Correlations between rated and coded personality dimensions

Ratings and codings were available for 44 individuals (18 males, 26 females), enabling us to assess the Spearman rank correlations between the personality dimensions derived from coding and from ratings. Because codings were collected between 2011 and 2014, we only used ratings collected in 2012 during the second wave of data collection.
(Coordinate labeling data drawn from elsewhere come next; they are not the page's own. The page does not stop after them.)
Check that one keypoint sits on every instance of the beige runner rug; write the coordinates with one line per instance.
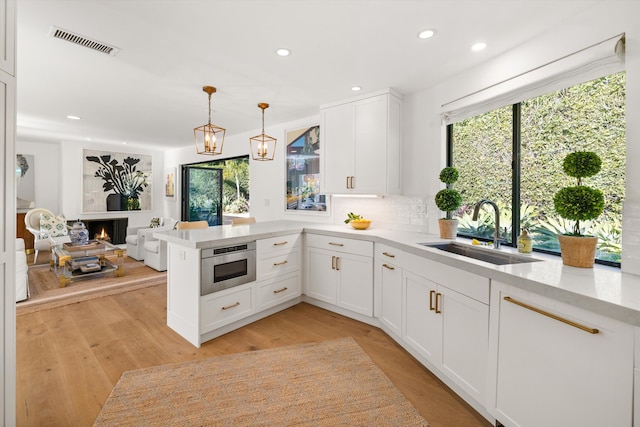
(45, 292)
(332, 383)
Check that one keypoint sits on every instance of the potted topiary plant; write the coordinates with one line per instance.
(579, 203)
(448, 200)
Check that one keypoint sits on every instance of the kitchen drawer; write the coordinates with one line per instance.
(276, 291)
(224, 307)
(278, 263)
(340, 244)
(264, 246)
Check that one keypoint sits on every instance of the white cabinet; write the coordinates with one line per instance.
(360, 145)
(388, 279)
(553, 364)
(449, 325)
(339, 271)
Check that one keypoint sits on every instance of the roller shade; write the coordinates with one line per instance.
(601, 59)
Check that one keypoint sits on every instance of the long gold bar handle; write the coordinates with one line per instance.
(553, 316)
(438, 298)
(231, 306)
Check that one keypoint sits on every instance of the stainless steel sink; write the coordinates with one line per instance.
(492, 256)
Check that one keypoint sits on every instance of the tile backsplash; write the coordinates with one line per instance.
(407, 213)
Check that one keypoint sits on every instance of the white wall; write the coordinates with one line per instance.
(58, 179)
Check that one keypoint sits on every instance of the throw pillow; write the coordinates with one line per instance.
(53, 226)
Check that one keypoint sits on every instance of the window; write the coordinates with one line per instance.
(513, 156)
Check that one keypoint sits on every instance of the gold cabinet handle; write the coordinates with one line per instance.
(231, 306)
(553, 316)
(438, 298)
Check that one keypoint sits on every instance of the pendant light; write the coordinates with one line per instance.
(263, 147)
(209, 138)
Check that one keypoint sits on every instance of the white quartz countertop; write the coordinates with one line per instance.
(602, 290)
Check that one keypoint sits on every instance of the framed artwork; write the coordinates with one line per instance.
(170, 183)
(25, 178)
(113, 181)
(302, 163)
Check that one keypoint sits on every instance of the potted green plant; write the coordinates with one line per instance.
(579, 203)
(448, 200)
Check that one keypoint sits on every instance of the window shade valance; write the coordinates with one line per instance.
(601, 59)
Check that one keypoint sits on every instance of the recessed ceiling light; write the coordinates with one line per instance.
(426, 34)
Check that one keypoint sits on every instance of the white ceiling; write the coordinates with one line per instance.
(151, 91)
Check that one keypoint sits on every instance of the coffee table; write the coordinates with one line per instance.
(86, 261)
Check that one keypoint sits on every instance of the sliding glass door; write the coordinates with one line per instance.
(203, 195)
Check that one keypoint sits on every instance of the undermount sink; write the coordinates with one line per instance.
(482, 254)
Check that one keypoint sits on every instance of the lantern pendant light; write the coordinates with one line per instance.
(263, 147)
(209, 138)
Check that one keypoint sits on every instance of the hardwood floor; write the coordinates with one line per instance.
(69, 358)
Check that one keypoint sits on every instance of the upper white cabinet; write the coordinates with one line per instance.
(8, 36)
(553, 364)
(360, 145)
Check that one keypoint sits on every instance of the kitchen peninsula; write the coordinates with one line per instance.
(501, 336)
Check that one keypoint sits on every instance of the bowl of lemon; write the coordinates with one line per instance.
(357, 221)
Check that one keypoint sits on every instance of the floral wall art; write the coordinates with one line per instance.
(114, 181)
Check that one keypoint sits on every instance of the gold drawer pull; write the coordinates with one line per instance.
(231, 306)
(553, 316)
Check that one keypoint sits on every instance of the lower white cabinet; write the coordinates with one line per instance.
(221, 308)
(339, 271)
(448, 329)
(553, 364)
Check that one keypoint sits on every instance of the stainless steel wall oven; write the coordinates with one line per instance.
(228, 266)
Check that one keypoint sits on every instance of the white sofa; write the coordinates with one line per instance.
(22, 269)
(138, 235)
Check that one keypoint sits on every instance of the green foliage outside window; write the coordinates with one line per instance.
(586, 117)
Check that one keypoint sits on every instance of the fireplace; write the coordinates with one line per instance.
(113, 230)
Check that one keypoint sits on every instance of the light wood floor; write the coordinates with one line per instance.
(69, 358)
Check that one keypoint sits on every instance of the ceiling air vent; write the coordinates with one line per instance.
(78, 39)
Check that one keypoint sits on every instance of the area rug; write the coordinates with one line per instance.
(45, 292)
(332, 383)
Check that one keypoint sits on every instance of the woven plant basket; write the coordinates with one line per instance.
(578, 251)
(448, 228)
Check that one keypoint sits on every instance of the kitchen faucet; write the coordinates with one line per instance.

We collected DNA samples for 113 subjects (62 females, 51 males, age ranging 2 to 62 years) for whom personality data were available. Behavioral coding data were available for 43 genotyped subjects (26 females, 17 males, age ranging 7 to 62 years) and trait ratings data were available for 112 genotyped subjects (61 females, 51 males, age ranging 2 to 61 years). Avpr1a genotyping was conducted by NS and PH in 2011–2012 and genotypes were unknown to researchers involved in the collection of codings and trait ratings to ensure that observations were not biased by knowledge of the individual genotypes. We obtained DNA from hair, tissue, or blood samples from the Centre for Research and Conservation at the Royal Zoological Society of Antwerp, Belgium (N = 54) and the institute of human genetics at the University of Freiburg (N = 5). The San Diego Zoo Institute for Conservation Research (California, United States) PCR amplified DNA that was banked in their Frozen Zoo from 54 bonobos for analysis in their genetics lab. Human DNA from the main investigators and negative control samples were included in all procedures to test for potential contamination during analysis. Approximately 20% of the samples were re-analyzed at least once to ensure correct genotyping. Studbook information was used to validate inheritance patterns of the alleles in this study.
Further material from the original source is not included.